ElasticSearch High Search response times on new Machine

I have 4 EC2 machines in Elasticsearch Cluster.
Configuration: c5d.large, Memory: 3.5G, Data Disk: 50GB NVME instance storage.
Elasticsearch Version: 6.8.21

I added the 5th machine with the same configuration c5d.large, Memory: 3.5G, Data Disk: 50GB NVME instance storage. After that, Search requests are taking more time than earlier. I enabled slow logs, which shows only shards that are present on the 5th node are taking more time for search. Also, I can see high disk Read IO happening on new node when I trigger search requests. The iowait% increases by the number of search requests and goes up to 90-95%. All old nodes do not show any read spikes.

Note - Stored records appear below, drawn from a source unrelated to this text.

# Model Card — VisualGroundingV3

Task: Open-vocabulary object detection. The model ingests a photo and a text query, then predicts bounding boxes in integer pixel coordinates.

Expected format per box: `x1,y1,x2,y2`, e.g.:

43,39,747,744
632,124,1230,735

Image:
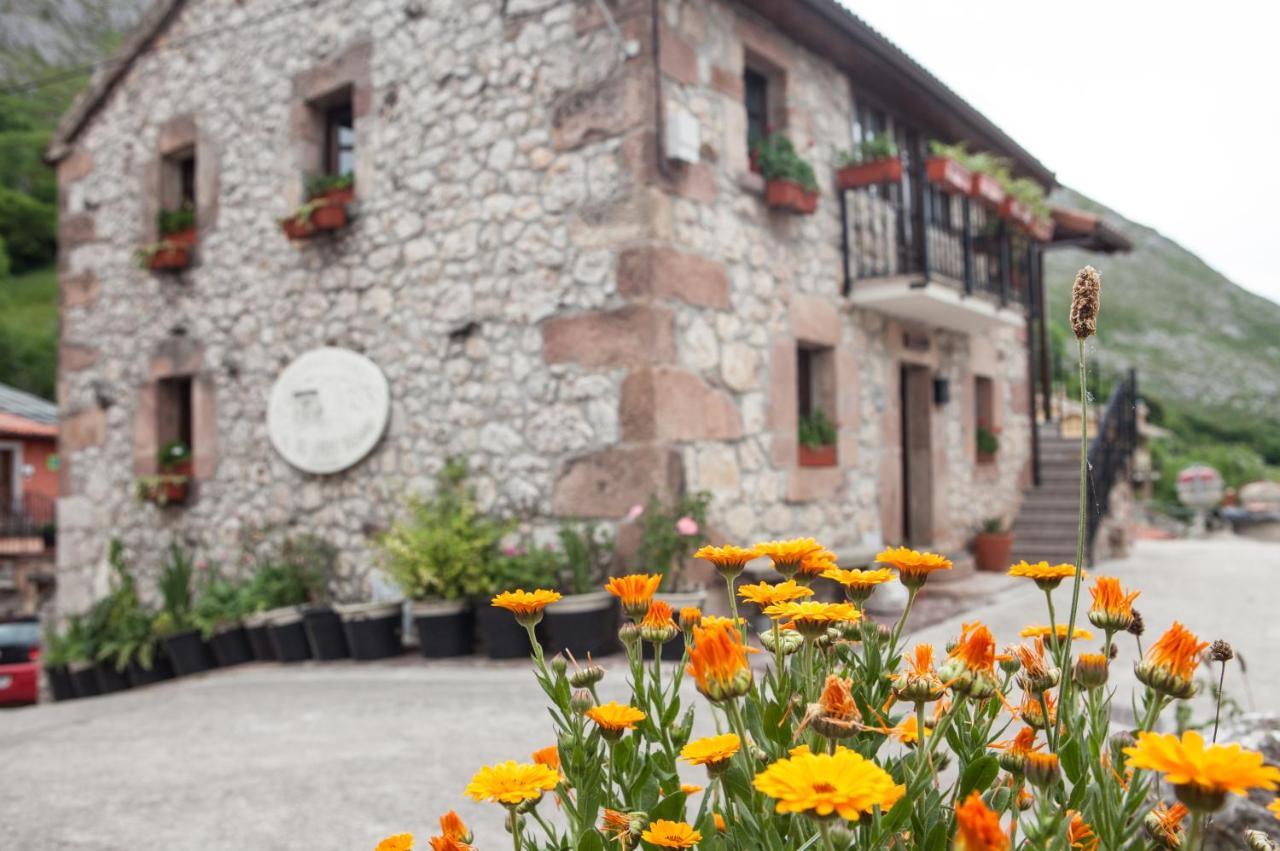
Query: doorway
899,365,933,545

I checked elasticsearch.yml, jvm.options and even sysctl -A configurations. there is no diff between config on new nodes vs old nodes.

What could be the issue here?

Did all the shard shuffling complete?

Were the searches performed during the rebalance?

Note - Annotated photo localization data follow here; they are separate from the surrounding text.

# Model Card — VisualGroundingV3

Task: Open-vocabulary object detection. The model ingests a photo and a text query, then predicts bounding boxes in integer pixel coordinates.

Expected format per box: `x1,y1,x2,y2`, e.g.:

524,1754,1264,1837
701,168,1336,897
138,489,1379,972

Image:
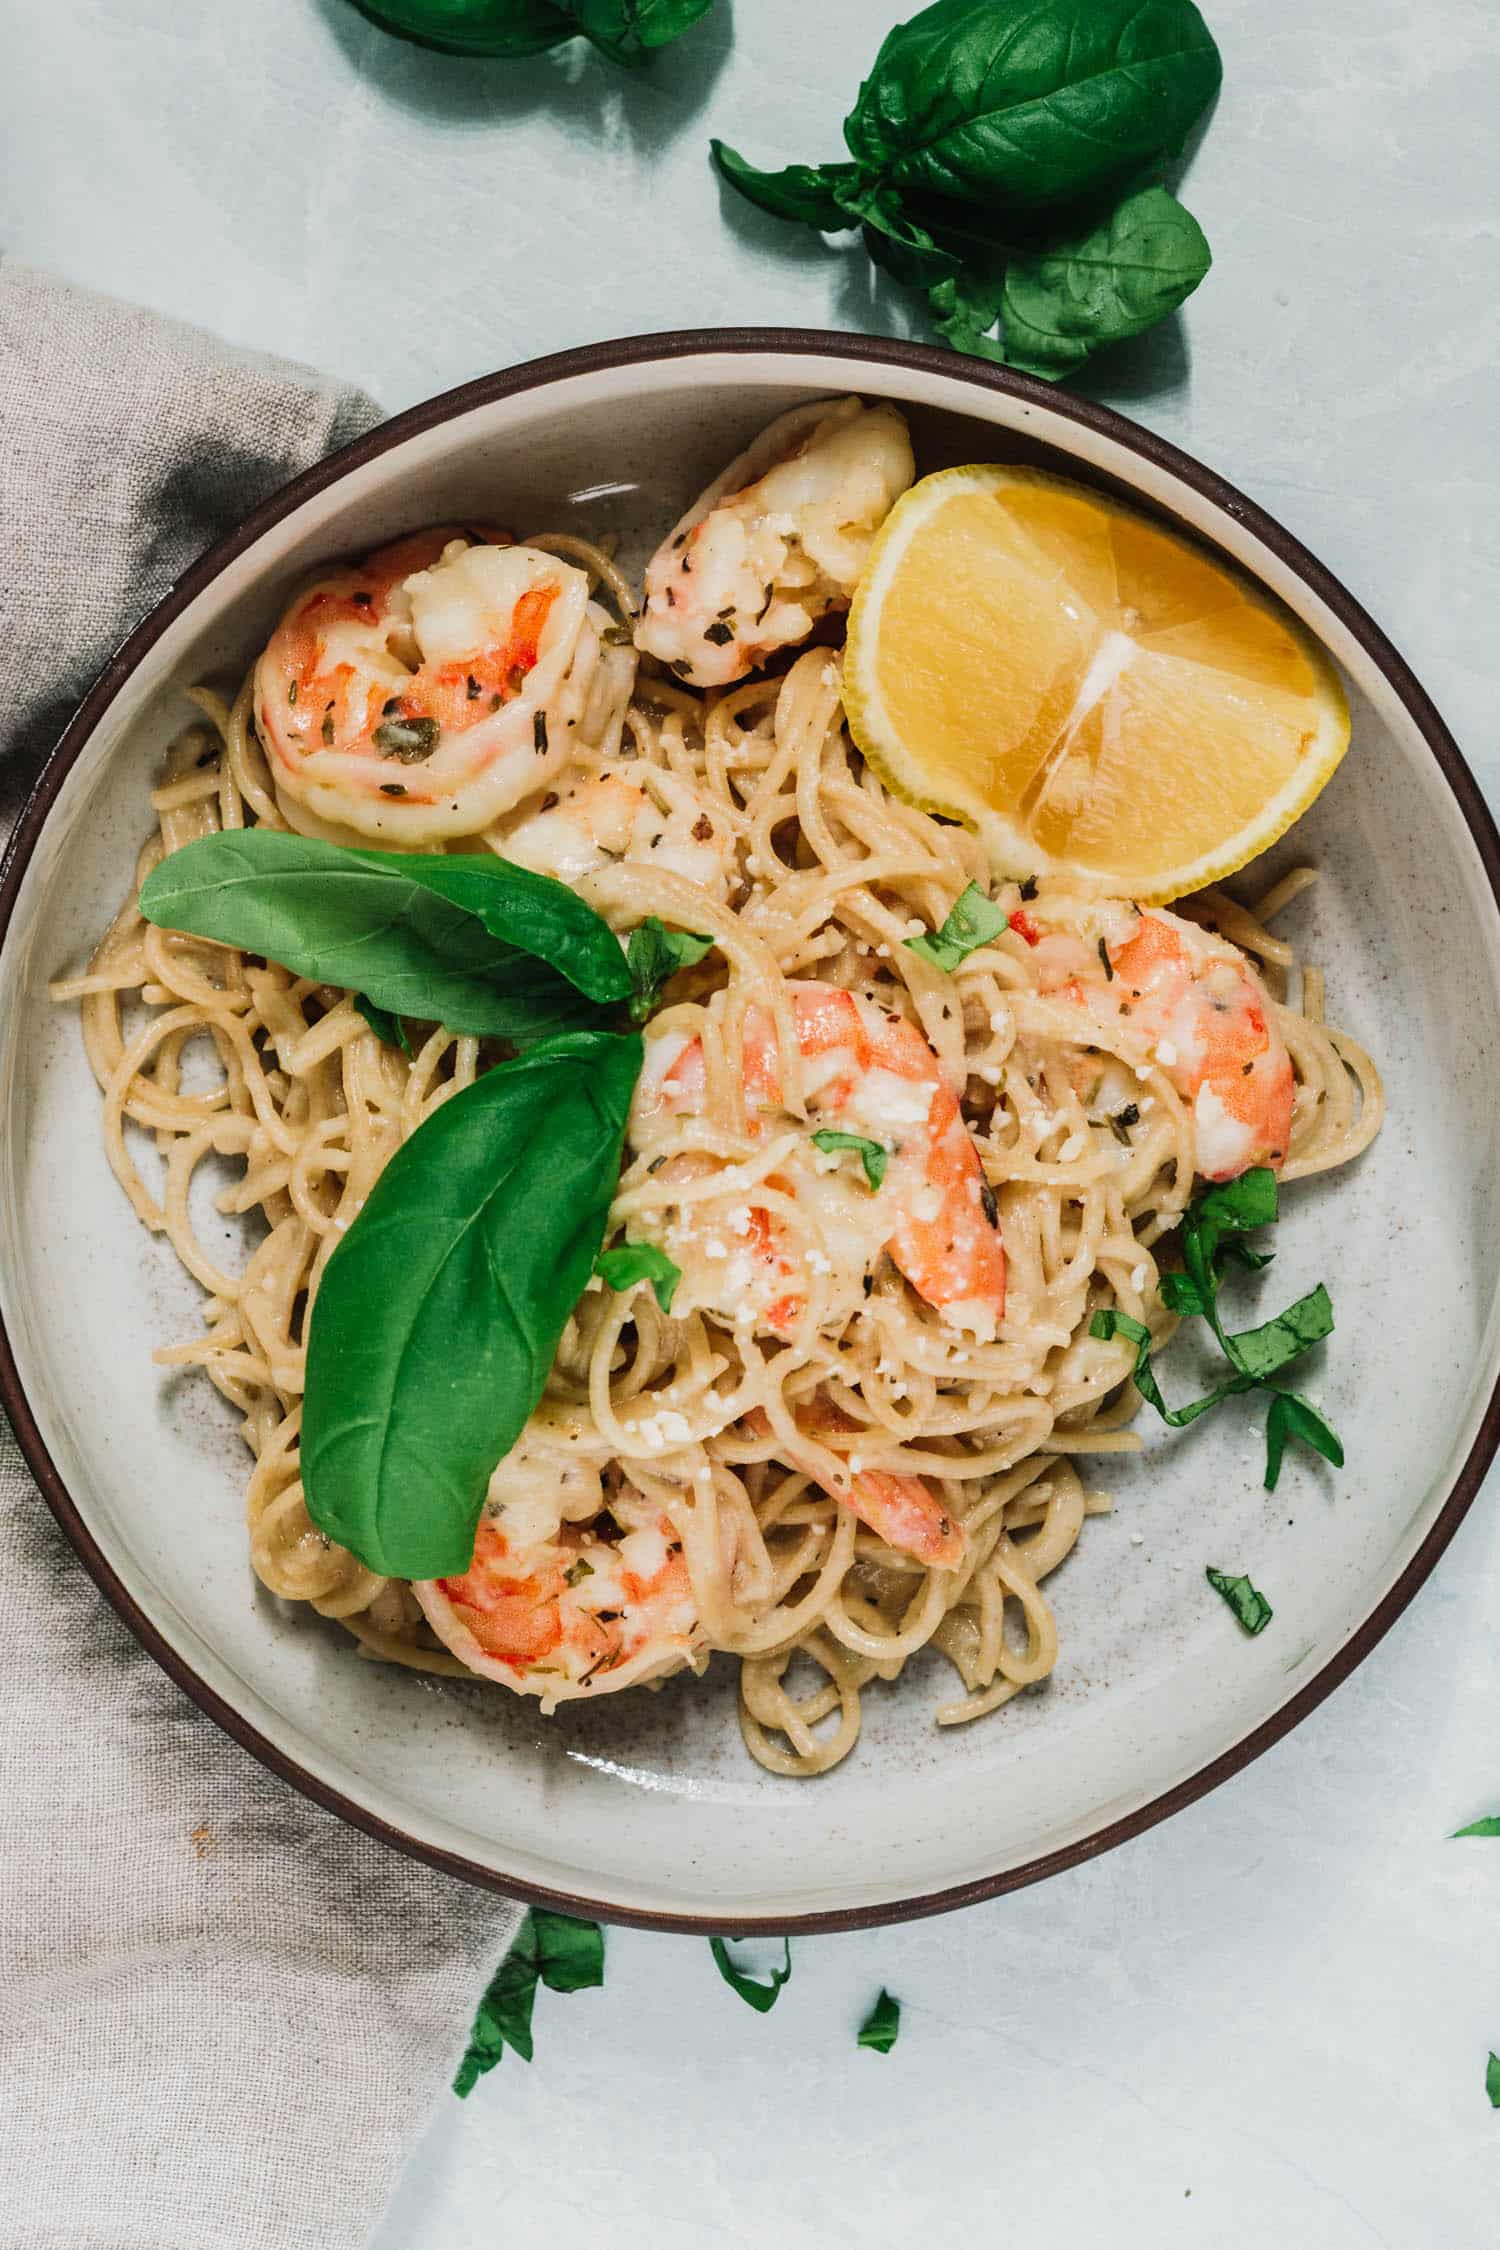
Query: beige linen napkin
0,260,519,2250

BTW 6.8 is EOL you should consider upgrading as a matter of urgency.

Shard shuffling was already completed. I also waited for 20 minutes for the CPU to stabilize. then, I triggered search requests. Also, Disk Reads spikes only when I trigger search requests and only on new machine.

Few Details about index:

{
"health": "green",
"status": "open",
"index": "my-index-name",
"uuid": "m1ZlUa5USgKAUy1MkSasJg",
"pri": "12",
"rep": "1",
"docs.count": "64542359",
"docs.deleted": "19423498",
"store.size": "83gb",
"pri.store.size": "40gb"
}

Regarding EOL, Yes, We are planning to move to the latest version of ES after few months.

Not sure... you could try force merge with expunge delete to clean up the segments.

Perhaps on the other nodes the data is already cached in RAM...

Otherwise perhaps something is different with the underlying HW / OS.

I tried with a new VM. Getting the same issue. So there is nothing wrong with the provisioned VM.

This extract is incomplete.